I'm pulling data that has a device ID, a timestamp, and a value. I'll have lots of different device ID's and data points for each hour of the day across an entire month. If I have two pieces of data with the same ID and the same Time, but different Values, how can I remove the lower of the two (which would just be bad data)? Alternatively, I can do this step further below. I'm not sure which would be easier.
Here's an example of the data I'd be working with.
ID Time Value
1234 64058 2022-03-23 08:00:00 1014.98
1235 64059 2022-03-23 08:00:00 1001.34
1236 64060 2022-03-23 08:00:00 1001.52
1237 64061 2022-03-23 08:00:00 1483.11
1238 64062 2022-03-23 08:00:00 1342.23
1239 64063 2022-03-23 08:00:00 1201.34
1242 64058 2022-03-23 08:00:00 10.55
To make the data easier to see, I merge it with another dataframe that has actual device names rather than just ID's and then pivot it to a wider format with this.
av_device_merge <- merge(av_data, device_list, by.av_data = ID, by.device_list = ID) %>% select(-c(ID)
pivoted <- av_device_merge %>% pivot_wider(names_from = Device_Short_Name, values_from = Value)
Which yields this result (just including the one hour as an example):
Time Device 1 Device 2 Device 3 Device 4 Device 5 Device 6
2022-03-23 08:00:00 c(1014.98, 10.55) 1001.34 1001.52 1483.11 1342.23 1201.34
2022-03-23 09:00:00
...
This is the part where I could also look at each column, and if the data present is a vector, then keep the highest value only and change to a numeric value.
Which of the two would be easier to do?

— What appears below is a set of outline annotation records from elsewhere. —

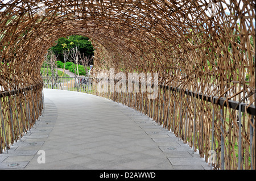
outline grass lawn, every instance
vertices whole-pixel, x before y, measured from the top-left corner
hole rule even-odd
[[[46,76],[47,73],[47,71],[48,71],[48,76],[51,76],[52,75],[52,73],[51,72],[51,69],[49,68],[46,68],[45,69],[45,73],[44,74],[44,68],[41,68],[41,73],[42,75],[43,76]],[[63,72],[62,71],[60,70],[57,70],[58,71],[58,76],[61,76],[61,75],[63,74]],[[69,75],[68,75],[67,74],[65,74],[65,75],[64,75],[63,77],[69,77]]]

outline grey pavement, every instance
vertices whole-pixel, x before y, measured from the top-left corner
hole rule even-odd
[[[44,92],[43,116],[0,155],[0,169],[210,169],[183,141],[133,109],[85,93]]]

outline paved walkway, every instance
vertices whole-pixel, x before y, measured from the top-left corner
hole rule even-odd
[[[1,169],[209,169],[174,134],[131,108],[81,92],[44,91],[43,116],[0,155]],[[38,162],[39,150],[46,163]]]

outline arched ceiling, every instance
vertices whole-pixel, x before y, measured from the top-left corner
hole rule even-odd
[[[164,82],[187,89],[199,79],[204,83],[197,90],[220,96],[232,82],[245,85],[246,70],[255,83],[253,1],[0,2],[3,86],[36,81],[47,49],[73,34],[92,40],[100,70],[158,71]],[[39,14],[40,5],[45,15]],[[209,89],[212,83],[218,89]],[[255,90],[249,85],[243,94]]]

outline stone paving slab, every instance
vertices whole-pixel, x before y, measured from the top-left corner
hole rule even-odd
[[[44,92],[44,114],[0,155],[0,169],[210,169],[172,133],[131,108],[81,92]],[[39,150],[46,163],[38,162]]]

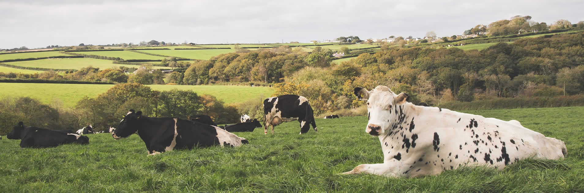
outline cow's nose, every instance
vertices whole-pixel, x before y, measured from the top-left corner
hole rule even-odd
[[[371,135],[379,135],[379,132],[381,130],[381,127],[379,125],[369,124],[367,126],[365,132]]]

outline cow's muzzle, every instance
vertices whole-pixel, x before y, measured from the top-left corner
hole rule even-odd
[[[367,126],[367,129],[365,129],[366,133],[373,136],[379,135],[381,132],[381,127],[377,125],[369,124]]]

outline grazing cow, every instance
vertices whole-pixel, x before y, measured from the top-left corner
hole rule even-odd
[[[306,98],[294,95],[274,96],[263,100],[263,112],[266,116],[263,133],[267,134],[267,127],[272,126],[272,134],[274,134],[274,126],[282,122],[298,120],[300,122],[300,134],[306,133],[312,125],[314,132],[318,132],[317,123],[314,122],[312,108]]]
[[[429,105],[428,105],[428,104],[426,104],[425,102],[420,102],[420,103],[419,103],[419,104],[418,104],[418,105],[418,105],[418,106],[430,106]]]
[[[354,94],[367,101],[365,132],[379,136],[384,163],[361,164],[343,174],[415,177],[464,166],[502,170],[532,156],[558,159],[567,153],[562,141],[517,121],[413,105],[406,102],[407,94],[397,95],[383,85],[371,91],[355,88]]]
[[[93,134],[95,133],[95,132],[93,131],[93,127],[91,126],[91,125],[89,125],[88,126],[84,127],[83,129],[78,130],[77,133],[79,135],[84,135]]]
[[[339,115],[331,115],[325,116],[323,119],[334,119],[334,118],[339,118]]]
[[[149,155],[195,146],[238,147],[248,143],[245,138],[216,126],[175,118],[150,118],[130,109],[112,137],[120,139],[134,133],[146,144]]]
[[[20,139],[20,147],[55,147],[61,144],[89,143],[89,138],[63,130],[57,131],[36,127],[27,127],[21,121],[8,133],[8,139]]]
[[[255,129],[256,127],[261,127],[262,123],[259,123],[259,120],[258,120],[258,119],[253,119],[251,122],[225,126],[224,129],[230,132],[253,132],[253,129]]]
[[[189,117],[189,119],[192,121],[196,121],[203,124],[207,124],[208,125],[213,125],[217,126],[217,125],[215,124],[213,119],[211,119],[211,117],[208,115],[193,115]]]
[[[249,118],[249,115],[241,115],[241,118],[239,118],[242,123],[251,122],[252,122],[252,118]]]

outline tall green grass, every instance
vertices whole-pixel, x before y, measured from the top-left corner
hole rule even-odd
[[[561,160],[520,161],[499,171],[461,168],[416,178],[342,175],[383,160],[377,137],[364,132],[366,116],[317,120],[319,133],[299,135],[297,122],[264,135],[262,128],[236,133],[249,144],[196,149],[147,156],[135,135],[116,140],[87,135],[87,145],[21,149],[0,140],[3,192],[581,192],[584,191],[584,108],[467,112],[517,119],[526,127],[564,140]],[[563,121],[565,120],[566,121]]]

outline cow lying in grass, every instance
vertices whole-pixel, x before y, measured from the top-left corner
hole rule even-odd
[[[62,144],[89,143],[89,138],[69,130],[50,130],[27,127],[21,121],[8,133],[9,139],[20,139],[20,147],[55,147]]]
[[[559,159],[567,153],[562,141],[517,120],[416,106],[406,102],[407,94],[396,95],[385,86],[371,91],[355,88],[354,94],[367,101],[365,132],[379,136],[384,163],[361,164],[343,174],[414,177],[464,166],[501,170],[521,159]]]
[[[112,136],[120,139],[134,133],[146,144],[150,155],[195,146],[238,147],[248,143],[245,138],[216,126],[175,118],[150,118],[142,115],[141,111],[130,109]]]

I'm guessing the first option? Any ideas on how to accomplish this goal?
Thanks in advance!
CodePudding user response:
Multiple ways to do this
data %>%
group_by(ID, Time) %>%
slice_max(n = 1, order_by = Value, with_ties = FALSE)
data %>%
group_by(ID, Time)%>%
top_n(1, wt = Value)
I prefer slice_max and the with_ties = FALSE in case of identical values.